Dr. Whitney advocates for the success of career-driven caregivers in all facets of their lives, guiding them toward increased focus, happiness, and effectiveness despite the systemic challenges and inherent biases that threaten to undermine them. She speaks nationally about her Centered Life Blueprint, which teaches working caregivers how to pay attention to what matters most amid pressure, at multibillion-dollar corporations like Adidas and Nike, and at executive-level conferences. She is a spokesperson for the American Academy of Pediatrics and medical consultant for large-scale organizations, including Good Housekeeping magazine, Gerber, and L’Oreal (CeraVe). Her work has been featured in Forbes, Thrive Global, and TODAY Parenting. She is a regular contributor to Psychology Today.


Dr. Whitney practices medicine in Portland, Oregon, where she and her husband raise their two young daughters.


About the Episode:


Dr. Whitney gets personal on this episode talking about body image, weight, and the world’s standards of health. She talks about why it’s so hard for women to have a positive body image even in the movement of body positivity and how we can help break that cycle for our kids.

Episode Takeaways:


  • There is such a divide in women’s health when it comes to body image and weight. And, as women, we’ve been steeped in diet culture our entire lives. From watching our parents go through a million diet and exercise programs to the way they spoke to us about our bodies (even when their motivation came from the right place!) it really shaped and formed our relationships with our bodies, food, and exercise. And it’s really difficult as parents, now, to navigate that with our kids, knowing how much it has affected us.
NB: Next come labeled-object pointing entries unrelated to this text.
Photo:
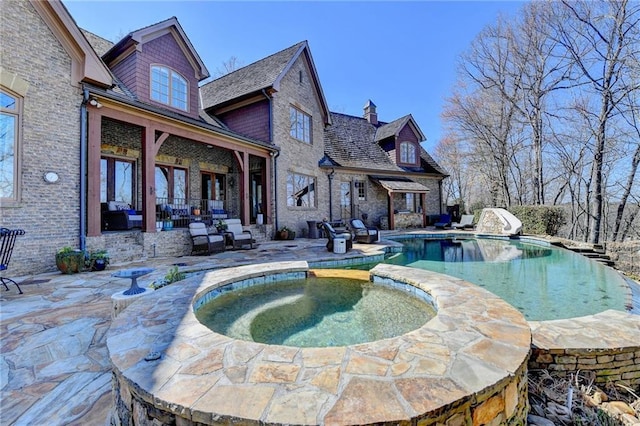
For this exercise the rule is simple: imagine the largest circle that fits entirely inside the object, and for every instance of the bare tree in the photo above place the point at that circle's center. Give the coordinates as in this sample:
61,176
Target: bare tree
602,40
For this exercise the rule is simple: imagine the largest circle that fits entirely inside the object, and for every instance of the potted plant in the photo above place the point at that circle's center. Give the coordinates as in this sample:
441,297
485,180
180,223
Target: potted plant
69,260
98,260
286,234
221,226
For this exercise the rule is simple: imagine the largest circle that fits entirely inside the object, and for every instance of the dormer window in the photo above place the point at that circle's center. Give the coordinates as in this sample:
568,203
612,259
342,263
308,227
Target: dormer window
408,153
169,87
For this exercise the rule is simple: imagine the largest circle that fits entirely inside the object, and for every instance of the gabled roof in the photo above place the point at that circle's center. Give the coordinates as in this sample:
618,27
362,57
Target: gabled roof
352,142
85,64
135,39
265,74
394,128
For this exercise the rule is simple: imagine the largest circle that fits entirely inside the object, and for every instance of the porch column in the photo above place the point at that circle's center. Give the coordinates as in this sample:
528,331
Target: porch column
244,188
93,172
392,217
148,179
266,204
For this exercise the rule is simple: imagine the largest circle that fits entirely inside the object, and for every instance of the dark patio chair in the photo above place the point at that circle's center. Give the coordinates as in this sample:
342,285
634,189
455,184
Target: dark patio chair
7,241
443,222
363,233
237,235
203,241
332,234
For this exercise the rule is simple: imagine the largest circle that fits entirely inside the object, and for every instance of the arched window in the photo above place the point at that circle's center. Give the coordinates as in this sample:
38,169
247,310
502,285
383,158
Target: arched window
169,87
408,153
10,119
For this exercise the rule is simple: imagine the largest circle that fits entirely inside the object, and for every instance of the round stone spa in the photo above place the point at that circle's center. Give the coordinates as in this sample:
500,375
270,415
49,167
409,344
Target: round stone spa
316,312
467,362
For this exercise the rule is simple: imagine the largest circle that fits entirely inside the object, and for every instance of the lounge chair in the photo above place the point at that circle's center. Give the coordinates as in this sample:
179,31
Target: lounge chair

  • I often struggle with hearing all the voices that have spoken into my life about weight. I hear my parents talk about their own body, I hear all the people who told me I looked so great after I lost weight. As a result of those thoughts, it’s really difficult to make my actions line up with my mindset. I want to be as healthy as I can be for my kids, and I want to be the best role model in the area, but I’m a human being and sometimes I fall short.
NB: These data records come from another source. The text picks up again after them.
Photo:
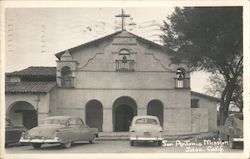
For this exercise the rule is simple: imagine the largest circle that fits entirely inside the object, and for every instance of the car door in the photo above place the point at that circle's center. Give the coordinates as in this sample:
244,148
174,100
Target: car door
12,133
85,132
73,129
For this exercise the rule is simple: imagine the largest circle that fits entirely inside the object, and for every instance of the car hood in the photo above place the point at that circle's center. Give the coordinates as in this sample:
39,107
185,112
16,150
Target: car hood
146,127
44,130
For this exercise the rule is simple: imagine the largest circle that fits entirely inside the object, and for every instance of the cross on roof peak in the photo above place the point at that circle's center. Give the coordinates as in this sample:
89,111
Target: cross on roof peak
123,15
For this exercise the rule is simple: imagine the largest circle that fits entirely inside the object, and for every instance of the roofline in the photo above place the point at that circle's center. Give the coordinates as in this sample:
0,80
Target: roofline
58,55
206,96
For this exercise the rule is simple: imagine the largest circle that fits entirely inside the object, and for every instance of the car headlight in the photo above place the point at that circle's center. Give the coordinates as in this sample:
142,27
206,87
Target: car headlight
25,135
  • There are times when I exercise not just for the joy of movement, but to lose weight. I do eat foods and think, “Will this make me bigger?” “Will this make me smaller?” I do look at my body and think critical thoughts. But I’ve learned there’s a difference between thinking a thought and taking it and passing it onto your kids. I can fight those internal demons and still pass on something better to my kids.


  • When I have those thoughts, I give myself the most grace and self-compassion. When I think critically, I tell myself WHY I’m being critical–because of the way you’ve been conditioned to think for so long. And then I ask myself what I’m going to do with that thought. I’m going to be mindful, I’ll store it away, and move on. And if I do take an action, like eating for restriction or exercising for a version of “health” that isn’t healthy for me, I can still stop and reverse it. It doesn’t have to be the new normal.
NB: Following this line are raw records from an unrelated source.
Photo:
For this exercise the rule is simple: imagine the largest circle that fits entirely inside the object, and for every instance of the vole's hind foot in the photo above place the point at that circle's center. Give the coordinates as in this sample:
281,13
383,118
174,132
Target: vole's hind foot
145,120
  • Oftentimes, these things aren’t even noticeable from the outside. It’s just the constant mind chatter going on inside your head. That doesn’t mean you can’t be authority on this for your kids. That doesn’t mean you can’t undo all the damage of diet culture. It means that it’s okay that you’re not perfect. That it’s okay that it’s still a struggle. It’s going to take several generations for our kids to unlearn what we learned and to unsee what’s on the internet with photoshop and filters.


  • Just because your experience was terrible, doesn’t mean it has to be that way for your kids. But they live in the real world, so we have to take those times to explain to them what’s happening, what stereotypes are, what old ideas are out there about what it means to be “healthy,” and what our families are going to do to set our relationships with food and our bodies.